O milagre não vem sem esperança. Ou a esperança precede o milagre. E meditava sobre a transitoriedade das coisas ou a forma como as aflições e alegrias se entrecruzam como navios no mar.

Mas também de como o milagre é o impossível que se acorda e percebemos que algo sucedeu e que o sol continua a brilhar e depois da noite, sucede a manhã. O milagre é o instante que estacionou para nos contemplar.

E como Deus “opera no querer e no efetuar”, o que sonhamos rompe o impossível na fé, rompe as barreiras da razão ou do limite, por acontecer, porque Deus acontece e Deus é simples, nós que somos complicados. Acontece, porque o impossível é apenas a fronteira humana.
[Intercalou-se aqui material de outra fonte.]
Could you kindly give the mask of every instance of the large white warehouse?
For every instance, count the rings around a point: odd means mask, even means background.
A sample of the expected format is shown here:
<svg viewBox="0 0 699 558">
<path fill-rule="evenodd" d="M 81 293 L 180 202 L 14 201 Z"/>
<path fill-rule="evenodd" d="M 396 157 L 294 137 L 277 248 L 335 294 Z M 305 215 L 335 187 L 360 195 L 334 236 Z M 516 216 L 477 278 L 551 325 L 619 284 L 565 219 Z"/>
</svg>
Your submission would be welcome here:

Tentamos raciocinar tudo e muitas vezes a criação não raciocina. E quem raciocina demais, não cria. O que raciocina demasiado, não vive. E viver sempre arrosta o que não vive, o que reage à luz. Mas a luz quando palavra se cumpre. Além dos obstáculos, além das divisas.

Sofremos a contingência de carregar o peso dos dias e às vezes, sem sentirmos, a de os dias nos carregarem. E pesamos na lágrima e até no júbilo. E os tempos mudam, como dizia Camões, “com as vontades”. Ou o tempo muda de não mudar. E de repente as circunstâncias nos parecem de alta velocidade, quando estão terrivelmente paradas.

Observa Elias Canetti, que “os verdadeiros poetas apenas encontram seus personagens depois de os terem criado”. E essa também é minha experiência. Mas aqueles que sabem ver pela fé, acham os seus sonhos, depois de terem acreditado neles. Quando milagre é o possível. Que nos antevê.